Bei Ihrem zweiten Auftritt in Katar traten Sie gegen Pep Guardiola im Elfmeterschießen an. Pep schoss und traf vier Mal.

Im Nachhinein kann ich darüber lachen, in dem Moment war mir gar nicht bewusst, wie das jetzt rüberkommt. Es gibt ja Schlimmeres, als gegen Pep ein paar zu kassieren (lacht).

Heynckes hat es aber nie versucht, oder?

Nein. Zum Glück. Ich erinnere mich nicht, dass der jemals verschossen hat (lacht).

Wie war die Zeit damals: Zwischen Amateuren und Profis, Regionalliga und Champions League?

Total förderlich. Es war mir in dem Moment schon bewusst, was das für eine Bedeutung hat, wenn man nur dabei sein kann. Klar war es am Anfang schwierig vom Niveau her. Aber die Einheiten, das Training mit Weltstars haben mich enorm nach vorne gebracht.

Was geht einem als Ersatzkeeper auf der Bank durch den Kopf, wenn Bayern gegen Real spielt. „Manuel Neuer, bitte verletz’ Dich nicht“?

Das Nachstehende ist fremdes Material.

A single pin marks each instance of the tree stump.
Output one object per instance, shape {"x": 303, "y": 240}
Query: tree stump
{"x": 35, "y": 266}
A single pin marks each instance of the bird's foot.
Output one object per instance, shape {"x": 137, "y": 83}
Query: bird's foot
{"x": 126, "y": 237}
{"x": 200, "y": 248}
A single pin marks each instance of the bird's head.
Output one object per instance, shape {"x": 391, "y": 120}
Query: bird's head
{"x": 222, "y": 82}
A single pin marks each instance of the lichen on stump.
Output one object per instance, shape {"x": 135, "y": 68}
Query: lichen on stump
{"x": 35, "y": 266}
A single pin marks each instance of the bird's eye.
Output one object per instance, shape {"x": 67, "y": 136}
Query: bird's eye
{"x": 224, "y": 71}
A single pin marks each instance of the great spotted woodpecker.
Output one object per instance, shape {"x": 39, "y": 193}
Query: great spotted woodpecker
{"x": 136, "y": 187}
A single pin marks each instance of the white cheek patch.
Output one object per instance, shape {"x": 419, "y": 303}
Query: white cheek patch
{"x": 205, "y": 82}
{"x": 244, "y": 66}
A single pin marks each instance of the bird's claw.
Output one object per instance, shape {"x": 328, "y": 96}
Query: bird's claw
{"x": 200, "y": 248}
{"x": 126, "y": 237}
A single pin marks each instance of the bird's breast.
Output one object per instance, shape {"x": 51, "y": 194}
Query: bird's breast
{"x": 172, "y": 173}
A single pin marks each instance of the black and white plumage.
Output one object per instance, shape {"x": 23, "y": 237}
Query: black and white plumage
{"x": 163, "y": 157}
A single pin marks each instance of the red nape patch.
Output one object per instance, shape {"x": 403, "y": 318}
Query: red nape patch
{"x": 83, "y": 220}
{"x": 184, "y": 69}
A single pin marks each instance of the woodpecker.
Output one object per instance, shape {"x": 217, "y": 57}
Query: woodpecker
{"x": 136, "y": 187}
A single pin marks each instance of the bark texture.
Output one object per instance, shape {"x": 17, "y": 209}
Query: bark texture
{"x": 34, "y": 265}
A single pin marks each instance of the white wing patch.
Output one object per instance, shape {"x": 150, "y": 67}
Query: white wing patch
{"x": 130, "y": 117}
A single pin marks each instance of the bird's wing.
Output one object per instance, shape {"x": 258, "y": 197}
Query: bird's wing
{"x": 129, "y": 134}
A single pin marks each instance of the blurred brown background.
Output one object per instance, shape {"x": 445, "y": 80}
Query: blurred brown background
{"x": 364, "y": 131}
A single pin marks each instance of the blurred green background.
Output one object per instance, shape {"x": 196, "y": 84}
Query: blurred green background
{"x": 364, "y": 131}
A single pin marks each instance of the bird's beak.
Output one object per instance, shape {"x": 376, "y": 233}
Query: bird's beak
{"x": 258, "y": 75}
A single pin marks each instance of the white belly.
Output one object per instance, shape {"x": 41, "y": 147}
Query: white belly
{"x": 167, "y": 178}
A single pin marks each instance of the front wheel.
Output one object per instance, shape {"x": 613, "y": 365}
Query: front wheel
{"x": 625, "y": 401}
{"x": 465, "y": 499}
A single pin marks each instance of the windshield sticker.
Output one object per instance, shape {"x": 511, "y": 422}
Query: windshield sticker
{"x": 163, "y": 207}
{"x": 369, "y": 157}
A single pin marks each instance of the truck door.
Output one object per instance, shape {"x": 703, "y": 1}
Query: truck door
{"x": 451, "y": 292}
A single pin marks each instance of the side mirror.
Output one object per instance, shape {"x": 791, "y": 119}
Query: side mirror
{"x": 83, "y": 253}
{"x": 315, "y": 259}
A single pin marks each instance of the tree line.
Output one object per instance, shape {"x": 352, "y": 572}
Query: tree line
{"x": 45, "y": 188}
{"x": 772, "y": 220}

Beim ersten Mal, wenn einem bewusst wird, um was es da jetzt heute geht, denkt man schon: Ich weiß nicht, ob sich der Manu unbedingt heute verletzen sollte. Aber jetzt sage ich: Wenn ich die Chance gehabt hätte, da mal reinzukommen, wäre es cool gewesen. Dann hätte ich sagen können, ich habe in der Champions League gespielt.

Viele junge Spieler träumen von dem Sprung zu den Profis. Gab es bei Ihnen diesen einen Moment, in dem Sie gemerkt haben: Es reicht nicht bei Bayern?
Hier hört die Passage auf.